In some ways trump and his people remind me of what Fitzgerald wrote: “They were careless people, Tom and Daisy—they smashed up things and creatures and then retreated back into their money or their vast carelessness, or whatever it was that kept them together, and let other people clean up the mess they had made.” But unlike Tom and Daisy in The Great Gatsby, trump doesn’t smash things up by accident, and he doesn’t expect other people clean up his mess. Quite the contrary. His destruction is deliberate, and he means it to be permanent.
We’ve all watched this pattern play out this year with his wanton demolition of the East Wing of the White House, which represented everything trump hated: built under Truman, the East Wing was turned under Jackie Kennedy into the First Lady’s office wing. The women’s wing. Targeted for demolition by the trumpists, along with all signs of women’s accomplishments in history.

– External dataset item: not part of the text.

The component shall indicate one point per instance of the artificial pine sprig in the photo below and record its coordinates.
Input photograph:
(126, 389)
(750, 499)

Philip Guston, “Reconstruction and the Well-Being of the Family” (1942; source: GSA)
Which brings us to the current threat. Timothy Noah at The New Republic has been documenting the trump regime’s plot against federal real estate holdings. With the goal of making the DOGE vandalism permanent, they want not just to eliminate entire programs and offices but to sell off the buildings themselves – in my view, so that the programs can never come back.
As Noah details in a new article, “Can the ‘Sistine Chapel of the New Deal’ Be Saved From Trump?,” first up on the chopping block is the former Social Security Administration Building, known since 1988 as the Wilbur J. Cohen Federal Building. The building had housed Voice of America (VOA) and the US Agency for Global Media from the 1950s up until trump’s gutting of those agencies this year.

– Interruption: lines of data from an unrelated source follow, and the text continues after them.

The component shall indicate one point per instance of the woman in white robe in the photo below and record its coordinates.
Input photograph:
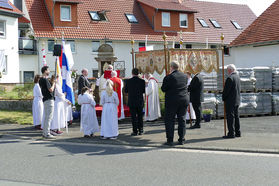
(88, 122)
(109, 120)
(37, 106)
(152, 106)
(190, 106)
(59, 117)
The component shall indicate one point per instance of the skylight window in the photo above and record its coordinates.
(203, 23)
(98, 15)
(236, 25)
(131, 18)
(215, 23)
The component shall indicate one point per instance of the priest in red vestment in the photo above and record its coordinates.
(117, 87)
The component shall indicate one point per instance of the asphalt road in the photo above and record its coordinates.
(35, 162)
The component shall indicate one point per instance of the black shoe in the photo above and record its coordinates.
(134, 134)
(195, 126)
(228, 136)
(169, 143)
(181, 142)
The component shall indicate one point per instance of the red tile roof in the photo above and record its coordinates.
(264, 29)
(118, 28)
(14, 10)
(162, 5)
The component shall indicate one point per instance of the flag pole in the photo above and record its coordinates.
(132, 45)
(223, 73)
(165, 51)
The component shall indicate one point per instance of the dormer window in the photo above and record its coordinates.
(203, 23)
(183, 20)
(236, 25)
(131, 18)
(166, 19)
(98, 15)
(215, 23)
(65, 13)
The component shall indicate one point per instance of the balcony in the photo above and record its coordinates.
(27, 46)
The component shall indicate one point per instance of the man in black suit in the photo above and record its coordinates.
(176, 103)
(83, 81)
(196, 97)
(231, 98)
(135, 87)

Ben Shahn, East Wall detail (source: GSA)
Aside from the architectural importance of the building itself, it houses a number of important artworks from the 1940s. These include murals by Ben Shahn, Philip Guston, and Seymour Fogel, as well as friezes by Henry Kreis and Emma Lu Davis.
Most of these works could be saved. The most extensive murals, though — those by Ben Shahn — were created directly on load-bearing walls and would probably be impossible to remove intact.

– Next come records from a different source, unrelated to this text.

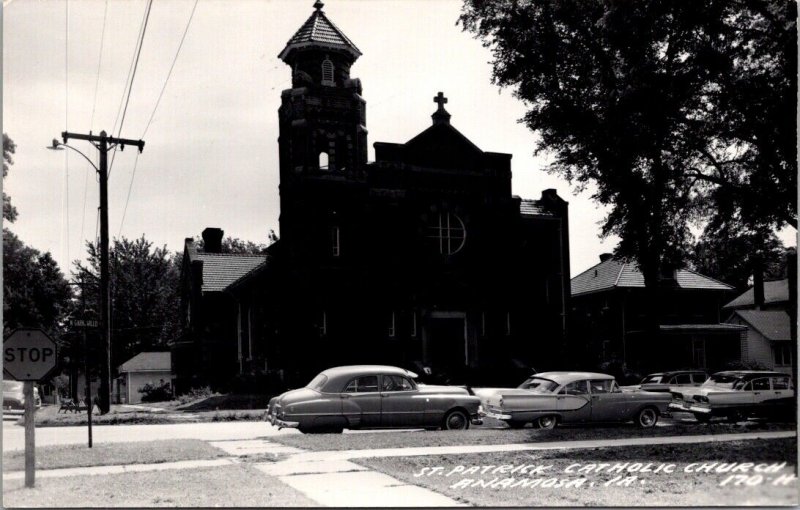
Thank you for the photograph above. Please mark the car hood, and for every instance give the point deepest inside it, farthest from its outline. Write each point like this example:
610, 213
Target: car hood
433, 388
298, 395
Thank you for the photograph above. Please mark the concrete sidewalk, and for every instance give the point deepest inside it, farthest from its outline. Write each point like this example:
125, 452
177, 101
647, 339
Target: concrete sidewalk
331, 479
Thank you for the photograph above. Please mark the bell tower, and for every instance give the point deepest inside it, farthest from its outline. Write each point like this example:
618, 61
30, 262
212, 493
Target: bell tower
322, 117
322, 126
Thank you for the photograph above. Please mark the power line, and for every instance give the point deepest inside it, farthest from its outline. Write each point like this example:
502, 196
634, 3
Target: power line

Based on trump’s past behavior, though, from his midnight demolition of the Bonwit Teller friezes in 1980 to his stealth destruction of the East Wing this year, we can expect him to try to sneak a wrecking crew in and destroy the building before any art can be saved. Like his German counterparts, he regards the works of the New Deal artists as “degenerate art,” fit only for the junk heap.
There is a petition to save these works and the building:
Save the Wilbur J. Cohen Building — the “Sistine Chapel of the New Deal”
Please add your name. I hope we can save the art and the building, and send trump to the junk heap of history where he belongs.
Gallery of endangered art
These are some of the works that will be destroyed forever, possibly within the next few months, if trump gets his way.
Henry Kreis, "The Benefits of Social Security" (1940), frieze over the East entrance to the Cohen Federal Building (from Wikimedia)
Emma Lou Davis, “Unemployment Compensation” (1940), frieze over the West entrance to the Cohen Federal Building (from Wikimedia)
Ben Shahn, East wall detail. Shahn used the panels on the East wall of the Social Security Building to show the social problems that predated Social Security. In this detail, he depicts unemployment. “Against a background of a typical stark, unlovely company house, I have placed in close proximity waiting men and discarded machines.” (livingnewdeal.org/...)
Another East wall detail: childhood poverty and illness.
On the West wall, Shahn depicted the country back at work — and at play — under the protection of Social Security.
Another West wall detail: men at work.
West wall detail: healthy young people at play.